The total value of all raw materials present in e-waste is estimated at approximately 55 billion Euros in 2016, which is more than the Gross Domestic Product of most countries in the world. Based on e-waste recycling value chains, it is important to construct environmentally friendly societies and to achieve economic sustainability.

UNIDO works with governments and with the private sector to encourage industry to ‘design for recycling’. Promoting sustainable solutions that eliminates the concept of waste and transforms it into an opportunity, into resources for sustainable production.

For WEEE this would mean collecting, dismantling, processing and recycling its components in order to close its life cycle loop by sending the materials back into the industrial value chain. Engaging manufacturers in the repurposing of materials – reducing waste and integrating ‘end-of- life’ planning at design stage is also important.

UNIDO´s approach: from national to regional

Since 2008 UNIDO has been advising governments on legal frameworks and identifying financial options to sustain the recycling system, taking all stakeholders and stages of the e-waste recycling chain into account.

UNIDO´s e-waste programme has been implemented in countries such as Uganda, Ethiopia, Vietnam or Cambodia using funds from the Global Environment Facility (GEF) and partnering with companies like Dell or Microsoft.

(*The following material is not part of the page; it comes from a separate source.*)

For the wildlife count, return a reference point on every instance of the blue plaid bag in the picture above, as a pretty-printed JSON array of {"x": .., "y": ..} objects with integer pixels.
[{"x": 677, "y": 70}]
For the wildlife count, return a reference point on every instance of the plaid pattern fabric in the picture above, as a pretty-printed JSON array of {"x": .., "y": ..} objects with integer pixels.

The aim is to promote activities that both prevent and manage e-waste whilst simultaneously providing the countries with the technical, legal and administrative capacity to handle e-waste in a socially and environmentally sound manner that protects the health and the environment.

After successfully implementing national projects, UNIDO has now scaled-up its e-waste programme to a regional level, in order to address intra-regional challenges, for example in the Latin American Region within the framework of Circular Economy and to comply with the Stockholm Convention and other relevant agreements.

This GEF-funded project entitled, “Strengthening of National Initiatives and Enhancement of Regional Cooperation for the Environmentally Sound Management of POPs in Waste of Electronic or Electrical Equipment (WEEE) in Latin American Countries” (GEF 5554) will be implemented in Argentina, Bolivia, Chile, Costa Rica, Ecuador, El Salvador, Guatemala, Honduras, Nicaragua, Panama, Peru, Uruguay and Venezuela.

Referring to the scaling up UNIDO´s e-waste management cooperation, UNIDO Project Manager Alfredo Cueva states “Developing regional solutions is nowadays a must in Latin America because the size of the recycling markets is very small in some countries. Linking national collection and pre-processing operations with regional advanced recycling and disposal infrastructures makes economic and business sense.  In addition, applying similar standards through the region may help deter illegal trans-boundary movements of hazardous wastes.”

The project will assist these 13 countries both technically and financially, advising on policies, business plans, legislation, technology, and awareness-raising. It is also envisaged that a Circular Economy approach will support national industries that provide recycling services and significant numbers of direct decent jobs and work opportunities, while protecting the environment from hazardous chemicals and emissions, recovering raw materials and providing affordable refurbished products.

The project inception workshop and steering committee meetings will take place from 18-23, March 2018 in Quito, Ecuador.